Il linguaggio ha un grande potere sulla mente dei ragazzi. È una vera e propria ginnastica mentale che favorisce Il discorso, le emozioni, la socializzazione di gruppo e lo sviluppo dell’identità personale. Ma come possiamo parlare ai ragazzi senza perdere l’ autorevolezza?
“Il linguaggio prima di significare qualcosa, significa per qualcuno.”
JACQUES LACAN


Il linguaggio ha un grande potere sulla mente dei ragazzi. È una vera e propria ginnastica mentale che favorisce Il discorso, le emozioni, la socializzazione di gruppo e lo sviluppo dell’identità personale. Ma come possiamo parlare ai ragazzi senza perdere l’ autorevolezza? Certo è che se l’attività fisica va fatta in momenti particolari è altrettanto vero che ai ragazzi bisogna parlare al momento giusto e nel posto giusto.

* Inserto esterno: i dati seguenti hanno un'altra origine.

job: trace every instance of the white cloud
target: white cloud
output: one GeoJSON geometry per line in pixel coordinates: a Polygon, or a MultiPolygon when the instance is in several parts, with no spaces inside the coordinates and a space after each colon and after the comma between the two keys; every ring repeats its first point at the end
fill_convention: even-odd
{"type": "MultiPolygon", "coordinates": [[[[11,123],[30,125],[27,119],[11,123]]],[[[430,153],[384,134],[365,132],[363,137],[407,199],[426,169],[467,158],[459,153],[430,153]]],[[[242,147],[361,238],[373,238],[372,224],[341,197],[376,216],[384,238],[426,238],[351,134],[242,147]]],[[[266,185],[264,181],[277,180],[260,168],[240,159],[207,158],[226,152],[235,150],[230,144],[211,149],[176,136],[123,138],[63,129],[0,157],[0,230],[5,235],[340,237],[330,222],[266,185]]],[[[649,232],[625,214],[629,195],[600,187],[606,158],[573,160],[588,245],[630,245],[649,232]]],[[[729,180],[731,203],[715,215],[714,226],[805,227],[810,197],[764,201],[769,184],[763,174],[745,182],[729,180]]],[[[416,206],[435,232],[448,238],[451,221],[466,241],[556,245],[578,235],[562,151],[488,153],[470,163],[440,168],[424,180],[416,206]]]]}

Secondo Oliver Sacks il linguaggio può permettere a tutti noi di vedere con gli occhi di un altro.

E allora possiamo vedere la realtà con gli occhi dei ragazzi, ma senza perdere l’ autorevolezza.

Parliamo ai ragazzi senza perdere autorevolezza

Una volta uno studente disse alla Prof: lei ha detto tante cose belle durante la sua lezione. I suoi sono stati argomenti molto interessanti, piacevoli e per nulla monotoni. Noi abbiamo ascoltato con attenzione il suo linguaggio, il suo modo di parlare, fatto di segni, simboli e tanto altro ancora. Ma ad un certo punto lo studente si ferma e chiede alla Prof: sa che lei, però, non ha mai ascoltato il linguaggio di noi studenti? Sa come parliamo e quale significato diamo davvero alle parole che usiamo? A quel punto la Professoressa rimase “senza parole“, ma disse al ragazzo: hai perfettamente ragione! Continuò poi dicendo: noi ci vedremo la prossima settimana e sarete voi a farmi conoscere il vostro linguaggio. E così fece. Durante l’ incontro successivo i ragazzi cominciarono a raccontare le loro idee e le loro esperienze, ma con un linguaggio personale, che conteneva termini come:

  • scialla (tranquilla);
  • whats’appare (inviare messaggi tramite what’s app);
  • tu non sai niente (soprattutto rivolto ai genitori per dire che non conoscono la situazione);
  • tranqui (per dire tranquillo);
  • sclerare (impazzire);
  • drinkare (bere insieme).

I ragazzi dissero alla Prof: queste sono alcune parole che utilizziamo ogni giorno e che ci fanno sentire coinvolti in un gruppo. Successivamente la Prof concluse la sua lezione sul significato che i ragazzi davano a queste parole. Aggiunse poi: capire il linguaggio dei ragazzi è stato fondamentale per relazionarmi con loro. In questo modo non ci sono stati fraintendimenti e conflitti, ma solo buoni propositi.

Da un punto di vista psicologico “dar voce ai ragazzi con la loro voce” è davvero molto interessante. Significa farli respirare, sognare e osare. Ricordiamoci sempre che il linguaggio prima di “significare qualcosa è significativo per chi lo usa.